Mary Louise Kelly grew up in Vinings, where she had her first newspaper job at 11 years old.
“I started a newspaper on my street, … I used to go around harassing neighbors to submit recipe of the month columns,” she said. “It was called The Lemons Ridge Bugle. I started it with my best friend.”
Kelly said she moved on to become the editor of the Lovett School’s newspaper
“It’s safe to say I was pretty hooked by the time I graduated,” she said.
Kelly started in the professional world at the Atlanta Journal-Constitution as an intern, and moved onto work for news outlets like NPR and the BBC.
Last week, her first novel, “Anonymous Sources,” was published.
The thriller captures Kelly’s character Alexandra James, a 28-year-old, who is on a mission to capture a story of nuclear terrorism.
The story is set in places where she has lived or traveled, including Washington, Boston and London, Kelly said, and it mainly draws on her experience working as NPR’s Pentagon correspondent.
“There’s no way I could’ve written this book from this perspective had I not done that myself. Part of that is getting the little details right,” she said. “When I sat down to write this, I had one goal in mind – to write a story that would keep readers up with hairs standing up on the back of their necks in the middle of the night.”
Kelly said her book caters to both men and women.
“I came at it from both directions. There is a lot of really violent international big espionage [parts] geared toward men,” she said. “I wanted to write about somebody I was interested in, from a female perspective. She wears great shoes. You learn what her apartment looks like.”
Kelly’s editor Kathy Sagan said “Anonymous Sources” is a mixture of suspense and humor.

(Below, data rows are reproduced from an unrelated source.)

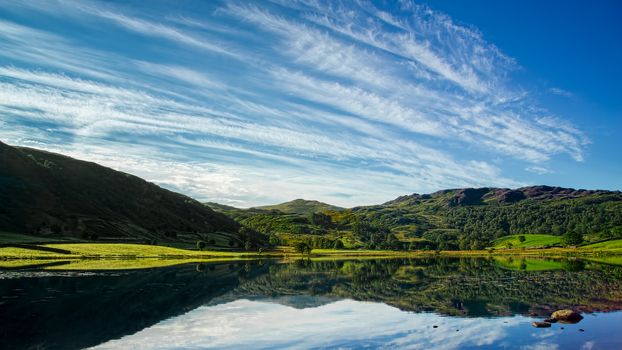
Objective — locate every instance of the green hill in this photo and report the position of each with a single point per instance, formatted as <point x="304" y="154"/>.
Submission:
<point x="470" y="218"/>
<point x="54" y="196"/>
<point x="302" y="207"/>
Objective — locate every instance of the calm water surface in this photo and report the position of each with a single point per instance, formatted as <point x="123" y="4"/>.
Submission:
<point x="398" y="303"/>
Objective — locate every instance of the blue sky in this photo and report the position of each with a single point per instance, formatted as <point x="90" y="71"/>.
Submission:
<point x="250" y="103"/>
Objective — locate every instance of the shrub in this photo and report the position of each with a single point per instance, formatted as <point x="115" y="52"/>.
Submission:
<point x="201" y="245"/>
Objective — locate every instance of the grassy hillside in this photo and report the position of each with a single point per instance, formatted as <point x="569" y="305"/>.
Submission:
<point x="452" y="219"/>
<point x="302" y="207"/>
<point x="530" y="241"/>
<point x="53" y="196"/>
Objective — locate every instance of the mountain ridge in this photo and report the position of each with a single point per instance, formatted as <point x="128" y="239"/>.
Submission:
<point x="47" y="193"/>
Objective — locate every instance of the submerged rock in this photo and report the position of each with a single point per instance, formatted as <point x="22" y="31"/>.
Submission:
<point x="567" y="316"/>
<point x="541" y="324"/>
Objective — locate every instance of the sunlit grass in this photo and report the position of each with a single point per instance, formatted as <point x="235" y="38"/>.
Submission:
<point x="608" y="245"/>
<point x="114" y="250"/>
<point x="528" y="264"/>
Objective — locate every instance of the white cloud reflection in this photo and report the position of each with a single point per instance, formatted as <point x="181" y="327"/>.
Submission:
<point x="345" y="324"/>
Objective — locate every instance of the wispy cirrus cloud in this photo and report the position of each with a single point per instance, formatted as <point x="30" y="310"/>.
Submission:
<point x="330" y="98"/>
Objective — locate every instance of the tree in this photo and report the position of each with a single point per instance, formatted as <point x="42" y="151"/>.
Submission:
<point x="303" y="247"/>
<point x="201" y="245"/>
<point x="572" y="238"/>
<point x="320" y="219"/>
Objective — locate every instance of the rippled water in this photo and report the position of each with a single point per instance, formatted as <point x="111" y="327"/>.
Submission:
<point x="396" y="303"/>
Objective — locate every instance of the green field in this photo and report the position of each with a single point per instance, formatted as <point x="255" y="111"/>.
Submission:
<point x="531" y="241"/>
<point x="615" y="244"/>
<point x="112" y="250"/>
<point x="9" y="237"/>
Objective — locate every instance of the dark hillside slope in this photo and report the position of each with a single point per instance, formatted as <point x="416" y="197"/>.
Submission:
<point x="50" y="194"/>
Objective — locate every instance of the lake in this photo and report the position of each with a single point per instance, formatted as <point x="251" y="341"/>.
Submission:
<point x="432" y="303"/>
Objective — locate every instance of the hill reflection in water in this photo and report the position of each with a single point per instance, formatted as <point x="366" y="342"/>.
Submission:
<point x="349" y="303"/>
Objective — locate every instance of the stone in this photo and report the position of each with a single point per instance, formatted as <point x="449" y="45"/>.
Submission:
<point x="541" y="324"/>
<point x="567" y="316"/>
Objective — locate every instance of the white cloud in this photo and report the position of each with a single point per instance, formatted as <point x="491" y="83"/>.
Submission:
<point x="344" y="98"/>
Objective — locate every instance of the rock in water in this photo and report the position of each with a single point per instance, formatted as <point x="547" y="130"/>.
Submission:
<point x="541" y="324"/>
<point x="567" y="316"/>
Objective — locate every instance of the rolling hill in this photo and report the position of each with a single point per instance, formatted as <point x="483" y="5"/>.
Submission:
<point x="51" y="195"/>
<point x="468" y="218"/>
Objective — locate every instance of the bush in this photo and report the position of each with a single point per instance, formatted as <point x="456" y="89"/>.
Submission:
<point x="572" y="238"/>
<point x="201" y="245"/>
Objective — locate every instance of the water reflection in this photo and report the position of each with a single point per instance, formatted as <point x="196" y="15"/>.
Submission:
<point x="348" y="304"/>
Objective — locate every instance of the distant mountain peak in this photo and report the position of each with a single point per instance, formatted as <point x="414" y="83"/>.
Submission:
<point x="301" y="206"/>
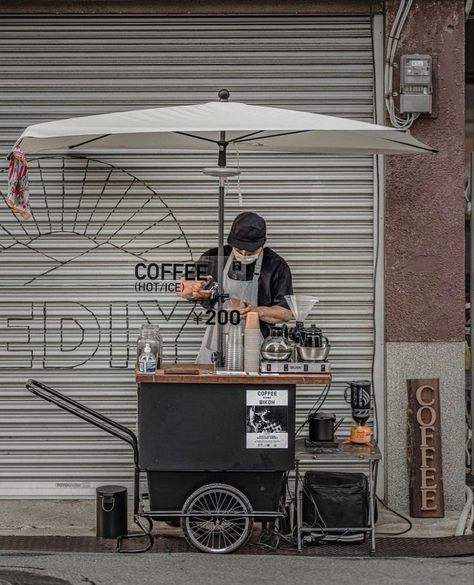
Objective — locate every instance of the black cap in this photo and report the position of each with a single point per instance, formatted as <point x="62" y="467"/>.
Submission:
<point x="248" y="232"/>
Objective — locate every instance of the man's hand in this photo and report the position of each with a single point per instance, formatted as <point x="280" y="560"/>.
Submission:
<point x="249" y="308"/>
<point x="193" y="288"/>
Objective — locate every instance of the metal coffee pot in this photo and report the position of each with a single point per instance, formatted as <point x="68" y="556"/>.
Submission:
<point x="276" y="346"/>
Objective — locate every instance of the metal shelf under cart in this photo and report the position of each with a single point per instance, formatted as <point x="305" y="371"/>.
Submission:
<point x="342" y="454"/>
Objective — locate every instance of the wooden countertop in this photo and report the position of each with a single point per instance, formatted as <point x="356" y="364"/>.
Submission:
<point x="204" y="374"/>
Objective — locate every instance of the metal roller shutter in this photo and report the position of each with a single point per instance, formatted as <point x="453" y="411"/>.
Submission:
<point x="69" y="312"/>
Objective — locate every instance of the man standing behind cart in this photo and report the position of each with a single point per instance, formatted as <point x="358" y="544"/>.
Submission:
<point x="255" y="277"/>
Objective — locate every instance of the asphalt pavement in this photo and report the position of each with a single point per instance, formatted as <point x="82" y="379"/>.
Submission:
<point x="197" y="569"/>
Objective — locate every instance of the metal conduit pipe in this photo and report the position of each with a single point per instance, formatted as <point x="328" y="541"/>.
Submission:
<point x="468" y="508"/>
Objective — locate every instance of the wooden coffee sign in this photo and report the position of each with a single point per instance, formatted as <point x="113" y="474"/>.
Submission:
<point x="424" y="449"/>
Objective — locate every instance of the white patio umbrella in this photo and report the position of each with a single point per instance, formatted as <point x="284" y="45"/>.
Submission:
<point x="221" y="124"/>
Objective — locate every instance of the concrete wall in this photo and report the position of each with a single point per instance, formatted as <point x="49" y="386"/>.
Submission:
<point x="424" y="251"/>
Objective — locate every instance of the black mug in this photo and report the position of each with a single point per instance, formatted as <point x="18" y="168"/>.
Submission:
<point x="322" y="427"/>
<point x="359" y="400"/>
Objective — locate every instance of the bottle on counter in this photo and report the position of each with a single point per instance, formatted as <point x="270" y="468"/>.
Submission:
<point x="147" y="361"/>
<point x="149" y="349"/>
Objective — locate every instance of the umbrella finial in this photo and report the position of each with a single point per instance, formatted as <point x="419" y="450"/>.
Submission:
<point x="224" y="95"/>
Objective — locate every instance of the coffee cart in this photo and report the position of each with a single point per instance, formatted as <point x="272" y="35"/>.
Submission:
<point x="209" y="462"/>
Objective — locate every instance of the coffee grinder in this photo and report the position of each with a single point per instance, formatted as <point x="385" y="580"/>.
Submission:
<point x="360" y="401"/>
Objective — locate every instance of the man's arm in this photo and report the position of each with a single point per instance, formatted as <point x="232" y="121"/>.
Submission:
<point x="278" y="311"/>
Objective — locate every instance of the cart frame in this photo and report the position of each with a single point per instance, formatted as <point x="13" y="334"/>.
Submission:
<point x="123" y="433"/>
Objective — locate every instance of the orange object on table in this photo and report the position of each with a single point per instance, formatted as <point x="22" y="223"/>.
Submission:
<point x="360" y="435"/>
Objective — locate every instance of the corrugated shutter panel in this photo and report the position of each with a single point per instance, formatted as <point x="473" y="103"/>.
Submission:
<point x="69" y="313"/>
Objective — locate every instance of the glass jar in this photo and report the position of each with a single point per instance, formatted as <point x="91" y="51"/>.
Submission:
<point x="149" y="349"/>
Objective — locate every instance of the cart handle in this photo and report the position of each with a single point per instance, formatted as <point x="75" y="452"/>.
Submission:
<point x="85" y="413"/>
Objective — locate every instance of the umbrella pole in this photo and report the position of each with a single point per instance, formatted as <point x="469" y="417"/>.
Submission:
<point x="220" y="257"/>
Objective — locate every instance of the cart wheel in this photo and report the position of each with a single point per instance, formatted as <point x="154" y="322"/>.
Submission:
<point x="219" y="528"/>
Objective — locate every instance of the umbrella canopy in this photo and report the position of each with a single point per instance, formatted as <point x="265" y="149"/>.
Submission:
<point x="200" y="126"/>
<point x="216" y="125"/>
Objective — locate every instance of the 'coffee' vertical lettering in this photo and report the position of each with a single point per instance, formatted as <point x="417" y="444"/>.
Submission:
<point x="424" y="449"/>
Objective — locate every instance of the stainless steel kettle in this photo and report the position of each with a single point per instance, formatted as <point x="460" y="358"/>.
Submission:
<point x="276" y="347"/>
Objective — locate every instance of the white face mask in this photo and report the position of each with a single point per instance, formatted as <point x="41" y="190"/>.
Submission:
<point x="245" y="259"/>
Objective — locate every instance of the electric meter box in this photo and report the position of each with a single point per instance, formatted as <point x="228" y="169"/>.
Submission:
<point x="416" y="84"/>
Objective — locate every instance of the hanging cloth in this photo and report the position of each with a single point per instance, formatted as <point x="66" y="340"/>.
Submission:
<point x="18" y="197"/>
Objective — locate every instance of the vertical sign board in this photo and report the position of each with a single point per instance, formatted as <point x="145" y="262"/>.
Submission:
<point x="424" y="449"/>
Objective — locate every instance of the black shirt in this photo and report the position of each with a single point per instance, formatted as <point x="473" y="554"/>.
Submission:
<point x="275" y="276"/>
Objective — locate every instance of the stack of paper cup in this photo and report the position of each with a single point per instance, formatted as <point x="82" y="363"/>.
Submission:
<point x="252" y="343"/>
<point x="235" y="351"/>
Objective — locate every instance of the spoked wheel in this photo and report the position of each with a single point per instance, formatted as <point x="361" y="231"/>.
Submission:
<point x="222" y="523"/>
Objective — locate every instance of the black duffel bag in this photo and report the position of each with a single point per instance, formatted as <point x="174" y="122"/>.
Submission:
<point x="334" y="499"/>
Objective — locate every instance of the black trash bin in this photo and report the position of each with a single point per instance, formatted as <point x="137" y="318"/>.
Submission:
<point x="111" y="506"/>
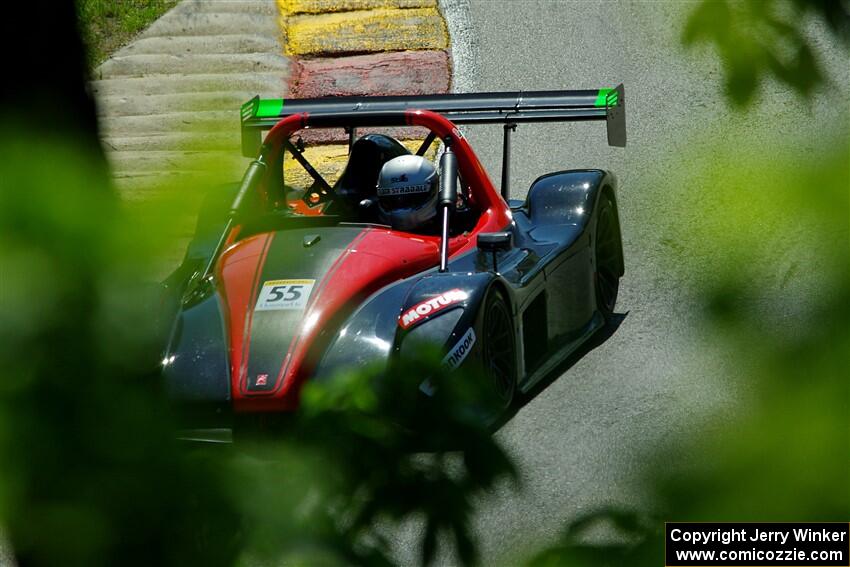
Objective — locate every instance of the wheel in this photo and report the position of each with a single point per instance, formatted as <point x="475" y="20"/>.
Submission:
<point x="608" y="261"/>
<point x="499" y="350"/>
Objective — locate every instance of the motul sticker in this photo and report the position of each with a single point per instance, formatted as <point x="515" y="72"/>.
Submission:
<point x="459" y="352"/>
<point x="430" y="306"/>
<point x="284" y="294"/>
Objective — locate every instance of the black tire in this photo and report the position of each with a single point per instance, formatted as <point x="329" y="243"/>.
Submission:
<point x="499" y="348"/>
<point x="607" y="256"/>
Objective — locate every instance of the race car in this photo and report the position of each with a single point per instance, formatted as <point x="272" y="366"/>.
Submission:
<point x="284" y="284"/>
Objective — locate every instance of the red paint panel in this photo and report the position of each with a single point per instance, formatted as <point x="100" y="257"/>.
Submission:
<point x="379" y="258"/>
<point x="238" y="274"/>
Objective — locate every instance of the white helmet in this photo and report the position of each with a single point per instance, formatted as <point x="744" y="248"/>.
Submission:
<point x="407" y="192"/>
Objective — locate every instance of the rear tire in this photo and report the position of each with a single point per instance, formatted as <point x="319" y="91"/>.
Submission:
<point x="498" y="348"/>
<point x="607" y="257"/>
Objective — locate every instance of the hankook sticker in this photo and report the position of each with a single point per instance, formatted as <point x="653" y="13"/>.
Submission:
<point x="459" y="352"/>
<point x="284" y="294"/>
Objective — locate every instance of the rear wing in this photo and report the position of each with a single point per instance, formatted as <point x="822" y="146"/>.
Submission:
<point x="506" y="108"/>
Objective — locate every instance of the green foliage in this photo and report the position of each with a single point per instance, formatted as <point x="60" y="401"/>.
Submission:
<point x="378" y="453"/>
<point x="760" y="38"/>
<point x="107" y="25"/>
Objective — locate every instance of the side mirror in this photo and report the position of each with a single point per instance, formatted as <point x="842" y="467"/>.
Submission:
<point x="495" y="241"/>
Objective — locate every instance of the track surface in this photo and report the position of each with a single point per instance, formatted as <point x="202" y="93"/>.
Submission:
<point x="582" y="440"/>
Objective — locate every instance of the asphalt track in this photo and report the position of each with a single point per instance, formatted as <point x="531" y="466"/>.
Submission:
<point x="582" y="440"/>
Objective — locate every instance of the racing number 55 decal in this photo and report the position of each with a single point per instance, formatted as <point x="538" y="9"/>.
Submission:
<point x="284" y="294"/>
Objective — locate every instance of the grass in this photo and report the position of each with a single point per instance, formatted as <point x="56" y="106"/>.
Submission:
<point x="108" y="25"/>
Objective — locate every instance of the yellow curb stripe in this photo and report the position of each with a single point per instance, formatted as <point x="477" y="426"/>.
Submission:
<point x="329" y="160"/>
<point x="291" y="7"/>
<point x="366" y="32"/>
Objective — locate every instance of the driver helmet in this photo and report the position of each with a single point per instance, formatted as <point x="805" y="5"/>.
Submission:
<point x="408" y="188"/>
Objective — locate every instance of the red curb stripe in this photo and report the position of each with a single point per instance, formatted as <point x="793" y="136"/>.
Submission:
<point x="397" y="73"/>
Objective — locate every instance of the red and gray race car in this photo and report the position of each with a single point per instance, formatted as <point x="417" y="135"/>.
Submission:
<point x="284" y="284"/>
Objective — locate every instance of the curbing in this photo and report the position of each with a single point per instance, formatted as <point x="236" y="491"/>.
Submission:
<point x="365" y="31"/>
<point x="363" y="47"/>
<point x="290" y="7"/>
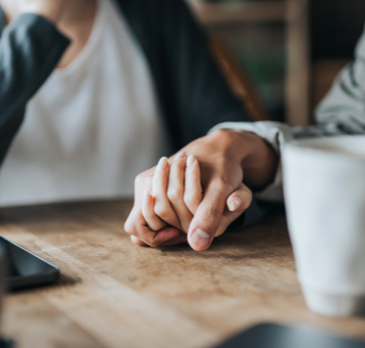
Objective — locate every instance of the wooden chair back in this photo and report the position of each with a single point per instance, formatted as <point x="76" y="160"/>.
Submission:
<point x="238" y="80"/>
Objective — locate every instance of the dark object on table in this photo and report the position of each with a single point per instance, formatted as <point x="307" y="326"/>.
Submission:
<point x="4" y="343"/>
<point x="25" y="268"/>
<point x="279" y="336"/>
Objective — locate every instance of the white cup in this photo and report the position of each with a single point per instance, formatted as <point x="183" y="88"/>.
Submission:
<point x="324" y="190"/>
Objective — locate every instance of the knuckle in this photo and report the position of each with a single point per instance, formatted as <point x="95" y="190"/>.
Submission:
<point x="222" y="184"/>
<point x="192" y="199"/>
<point x="162" y="210"/>
<point x="211" y="215"/>
<point x="174" y="195"/>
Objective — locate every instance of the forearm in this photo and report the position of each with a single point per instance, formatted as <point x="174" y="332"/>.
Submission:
<point x="259" y="163"/>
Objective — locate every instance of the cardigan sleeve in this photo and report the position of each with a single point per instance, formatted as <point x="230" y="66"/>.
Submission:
<point x="191" y="90"/>
<point x="30" y="48"/>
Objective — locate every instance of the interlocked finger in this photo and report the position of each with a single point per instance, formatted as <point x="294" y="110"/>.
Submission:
<point x="175" y="192"/>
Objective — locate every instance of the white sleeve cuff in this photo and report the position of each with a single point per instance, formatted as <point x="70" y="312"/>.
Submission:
<point x="274" y="133"/>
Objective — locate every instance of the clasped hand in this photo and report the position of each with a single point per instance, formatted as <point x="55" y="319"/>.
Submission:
<point x="192" y="196"/>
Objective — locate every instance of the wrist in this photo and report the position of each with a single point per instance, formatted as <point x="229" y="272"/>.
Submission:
<point x="259" y="163"/>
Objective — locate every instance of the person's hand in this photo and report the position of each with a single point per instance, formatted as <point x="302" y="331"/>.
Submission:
<point x="173" y="195"/>
<point x="50" y="9"/>
<point x="222" y="155"/>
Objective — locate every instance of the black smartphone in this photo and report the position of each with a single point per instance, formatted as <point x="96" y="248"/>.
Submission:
<point x="280" y="336"/>
<point x="26" y="269"/>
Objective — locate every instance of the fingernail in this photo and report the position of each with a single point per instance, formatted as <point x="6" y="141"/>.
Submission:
<point x="234" y="203"/>
<point x="179" y="156"/>
<point x="200" y="238"/>
<point x="146" y="198"/>
<point x="162" y="163"/>
<point x="190" y="160"/>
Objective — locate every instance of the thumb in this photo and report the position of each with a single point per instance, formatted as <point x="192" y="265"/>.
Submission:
<point x="236" y="203"/>
<point x="207" y="219"/>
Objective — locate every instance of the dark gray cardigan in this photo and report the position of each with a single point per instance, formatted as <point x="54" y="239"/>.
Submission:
<point x="192" y="93"/>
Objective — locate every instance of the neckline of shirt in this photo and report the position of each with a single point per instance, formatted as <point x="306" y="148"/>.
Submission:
<point x="91" y="42"/>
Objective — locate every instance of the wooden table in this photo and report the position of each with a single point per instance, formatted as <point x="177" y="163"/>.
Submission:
<point x="116" y="294"/>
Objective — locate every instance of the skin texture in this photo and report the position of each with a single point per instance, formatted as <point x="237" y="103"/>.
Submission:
<point x="74" y="18"/>
<point x="180" y="205"/>
<point x="199" y="206"/>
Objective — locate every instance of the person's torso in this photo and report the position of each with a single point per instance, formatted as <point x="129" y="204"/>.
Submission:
<point x="91" y="128"/>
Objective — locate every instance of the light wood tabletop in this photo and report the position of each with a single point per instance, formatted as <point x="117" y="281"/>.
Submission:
<point x="113" y="293"/>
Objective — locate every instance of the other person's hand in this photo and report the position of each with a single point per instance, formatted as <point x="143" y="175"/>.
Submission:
<point x="174" y="194"/>
<point x="223" y="156"/>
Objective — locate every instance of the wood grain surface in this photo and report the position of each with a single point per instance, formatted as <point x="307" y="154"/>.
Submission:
<point x="116" y="294"/>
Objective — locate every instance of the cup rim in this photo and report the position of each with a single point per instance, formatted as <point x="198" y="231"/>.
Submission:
<point x="300" y="145"/>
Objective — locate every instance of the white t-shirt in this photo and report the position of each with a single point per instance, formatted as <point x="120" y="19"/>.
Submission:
<point x="92" y="127"/>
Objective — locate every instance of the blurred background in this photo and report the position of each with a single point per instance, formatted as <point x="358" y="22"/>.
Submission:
<point x="291" y="50"/>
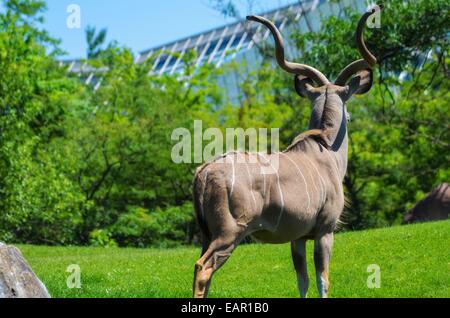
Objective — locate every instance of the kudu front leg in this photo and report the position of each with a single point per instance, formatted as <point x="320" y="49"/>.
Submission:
<point x="298" y="249"/>
<point x="322" y="253"/>
<point x="212" y="260"/>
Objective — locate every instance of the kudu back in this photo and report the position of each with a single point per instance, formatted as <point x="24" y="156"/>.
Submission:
<point x="290" y="196"/>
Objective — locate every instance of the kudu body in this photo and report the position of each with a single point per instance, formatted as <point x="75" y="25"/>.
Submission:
<point x="302" y="197"/>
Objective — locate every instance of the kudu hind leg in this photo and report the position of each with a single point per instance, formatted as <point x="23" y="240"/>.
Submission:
<point x="212" y="260"/>
<point x="322" y="253"/>
<point x="298" y="249"/>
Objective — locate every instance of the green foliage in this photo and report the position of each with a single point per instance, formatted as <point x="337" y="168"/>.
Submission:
<point x="79" y="166"/>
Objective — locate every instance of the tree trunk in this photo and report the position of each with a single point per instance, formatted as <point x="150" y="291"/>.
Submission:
<point x="17" y="280"/>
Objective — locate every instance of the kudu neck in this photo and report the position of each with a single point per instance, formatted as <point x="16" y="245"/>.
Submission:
<point x="333" y="119"/>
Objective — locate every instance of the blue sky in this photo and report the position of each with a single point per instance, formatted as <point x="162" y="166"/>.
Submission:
<point x="140" y="24"/>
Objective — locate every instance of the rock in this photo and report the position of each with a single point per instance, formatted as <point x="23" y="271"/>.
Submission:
<point x="17" y="279"/>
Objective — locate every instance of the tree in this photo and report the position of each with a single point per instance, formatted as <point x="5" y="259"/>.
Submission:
<point x="94" y="41"/>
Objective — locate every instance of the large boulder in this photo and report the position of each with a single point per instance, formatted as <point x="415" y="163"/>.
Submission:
<point x="17" y="280"/>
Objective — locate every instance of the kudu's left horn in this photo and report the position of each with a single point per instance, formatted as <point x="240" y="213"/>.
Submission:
<point x="293" y="68"/>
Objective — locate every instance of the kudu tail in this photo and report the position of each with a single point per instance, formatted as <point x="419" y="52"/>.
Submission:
<point x="199" y="191"/>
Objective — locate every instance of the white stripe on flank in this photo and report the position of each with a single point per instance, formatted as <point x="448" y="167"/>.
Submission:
<point x="251" y="184"/>
<point x="316" y="188"/>
<point x="264" y="178"/>
<point x="322" y="182"/>
<point x="334" y="163"/>
<point x="281" y="194"/>
<point x="233" y="178"/>
<point x="304" y="179"/>
<point x="203" y="195"/>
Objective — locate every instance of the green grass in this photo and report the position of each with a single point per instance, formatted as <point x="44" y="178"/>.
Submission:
<point x="414" y="262"/>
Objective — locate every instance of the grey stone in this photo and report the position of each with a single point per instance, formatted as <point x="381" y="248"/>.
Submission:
<point x="17" y="279"/>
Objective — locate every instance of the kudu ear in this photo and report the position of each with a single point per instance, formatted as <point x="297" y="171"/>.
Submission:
<point x="361" y="83"/>
<point x="304" y="87"/>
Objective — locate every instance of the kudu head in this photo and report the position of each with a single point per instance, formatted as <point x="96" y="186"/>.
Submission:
<point x="328" y="99"/>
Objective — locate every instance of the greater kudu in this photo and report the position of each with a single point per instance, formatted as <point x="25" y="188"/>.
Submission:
<point x="303" y="198"/>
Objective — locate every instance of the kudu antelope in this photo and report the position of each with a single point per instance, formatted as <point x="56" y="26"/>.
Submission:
<point x="303" y="198"/>
<point x="434" y="207"/>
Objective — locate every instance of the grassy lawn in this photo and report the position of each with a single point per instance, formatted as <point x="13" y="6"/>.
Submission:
<point x="414" y="262"/>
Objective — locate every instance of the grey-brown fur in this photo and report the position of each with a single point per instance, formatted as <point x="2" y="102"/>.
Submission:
<point x="302" y="198"/>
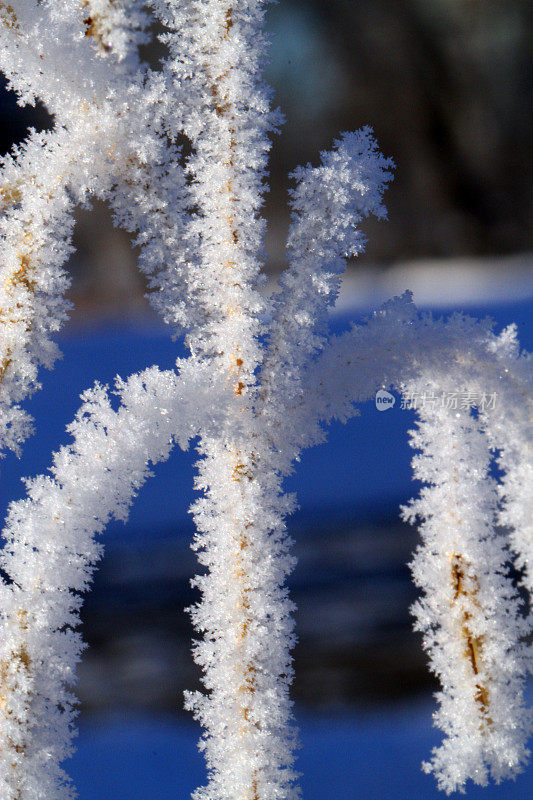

“I think that Mary Louise’s experiences prior to writing this book were so amazing,” she said. “It is part of why it translated to fictions so well. She has a knack of creating very believable experiences.”
Kelly said she is about halfway through her second novel, which is not a sequel to “Anonymous Sources,” but it will take place in Atlanta, in places like the Journal’s newsroom and the St. Regis Hotel in Buckhead.
The Atlanta History Center/Margaret Mitchell House is hosting a book reading and signing of her book July 10.